What the Docker GenAI stack brings to developers
While the use of Docker containers to help share and deploy AI is pervasive, Johnston said that there is also a need to make development of GenAI applications easier.
GenAI applications all typically require a few core elements, such as a vector database, which is something that Neo4j now has as part of its graph database platform. Then of course GenAI requires an LLM, which is what Ollama provides with its platform that enables users to run LLMs including Llama 2, to run locally. Modern GenAI applications are also commonly multi-step, which is where LangChain fits in with its framework. Getting all those different pieces configured in containers to work together normally would require a bit of effort that can now be significantly simplified with the GenAI stack.
The Docker GenAI stack is designed to help developers and the enterprises they work for to more easily get started with AI development using containers. With the GenAI stack there are several use cases that are being targeted including the ability to build a support agent bot with a retrieval augmented generation (RAG) capability, a python coding assistant and automated content generation.
“It’s pre configured, it’s ready to go and they [developers] can start coding and experimenting to help get the ball rolling,” Johnston said.
The whole stack is designed so it can run locally on a developer system and is being made freely available.

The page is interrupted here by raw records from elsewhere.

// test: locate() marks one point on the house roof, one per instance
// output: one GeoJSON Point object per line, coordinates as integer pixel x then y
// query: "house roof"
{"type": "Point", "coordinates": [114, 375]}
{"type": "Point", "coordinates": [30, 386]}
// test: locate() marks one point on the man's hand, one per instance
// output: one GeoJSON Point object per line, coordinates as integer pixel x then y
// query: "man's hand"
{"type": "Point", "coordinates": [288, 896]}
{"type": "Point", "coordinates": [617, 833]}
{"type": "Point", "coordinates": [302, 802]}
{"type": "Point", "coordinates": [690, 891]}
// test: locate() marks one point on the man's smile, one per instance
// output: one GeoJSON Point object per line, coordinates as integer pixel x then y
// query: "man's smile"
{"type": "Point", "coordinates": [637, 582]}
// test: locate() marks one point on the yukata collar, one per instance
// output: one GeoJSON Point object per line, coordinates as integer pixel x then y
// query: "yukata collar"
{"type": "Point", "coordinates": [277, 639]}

As developers build out applications and need deployment and commercial support, Johnston said that there will be options available from Docker and its partners.
Docker AI: a ‘mech suit’ for developers
There is no shortage of GenAI developer tools in the market today, with popular options such as GitHub Copilot and Amazon CodeWhisper among others.

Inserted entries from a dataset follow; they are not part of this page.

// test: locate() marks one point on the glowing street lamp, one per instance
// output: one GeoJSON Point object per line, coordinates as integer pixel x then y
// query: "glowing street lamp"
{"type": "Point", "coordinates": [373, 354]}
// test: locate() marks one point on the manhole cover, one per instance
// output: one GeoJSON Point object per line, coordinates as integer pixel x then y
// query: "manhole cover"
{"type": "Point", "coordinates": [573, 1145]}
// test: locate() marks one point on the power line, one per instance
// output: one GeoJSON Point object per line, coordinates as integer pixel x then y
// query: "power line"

Docker is now entering that fray with its own GenAI tool, simply called Docker AI. Rather than referring to Docker AI as a copilot, which is a term that Microsoft and other vendors are increasingly using for GenAI tools that assist users, Docker is using the term- mech suit. The basic idea is that with the mech suit, developers have more power and strength to accomplish tasks.

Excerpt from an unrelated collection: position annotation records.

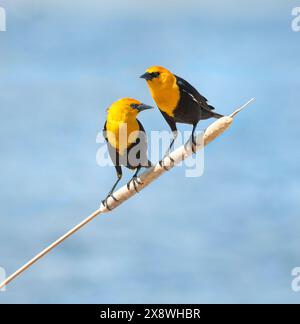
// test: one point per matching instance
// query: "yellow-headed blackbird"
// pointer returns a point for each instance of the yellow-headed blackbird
(126, 139)
(177, 100)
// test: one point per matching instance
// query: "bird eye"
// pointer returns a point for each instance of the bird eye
(155, 74)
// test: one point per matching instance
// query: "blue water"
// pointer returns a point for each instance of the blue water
(231, 235)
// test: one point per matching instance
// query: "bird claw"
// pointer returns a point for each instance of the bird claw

Docker AI has been trained on Docker’s proprietary data from millions of Dockerfiles, compose files, and error logs. Docker AI integrates directly into developers’ workflows to provide assistance when errors occur. It will display potential fixes within the development environment and allow developers to test the fix before committing changes. The goal is to create a better experience for developers to troubleshoot and fix issues when they arise.
Johsnton noted that while tools like Github Copilot are useful and powerful, Docker AI is specifically tuned to help enable container development.
“It has been trained on a rich proprietary stream of Docker data that other LLMs don’t have access to,” he said.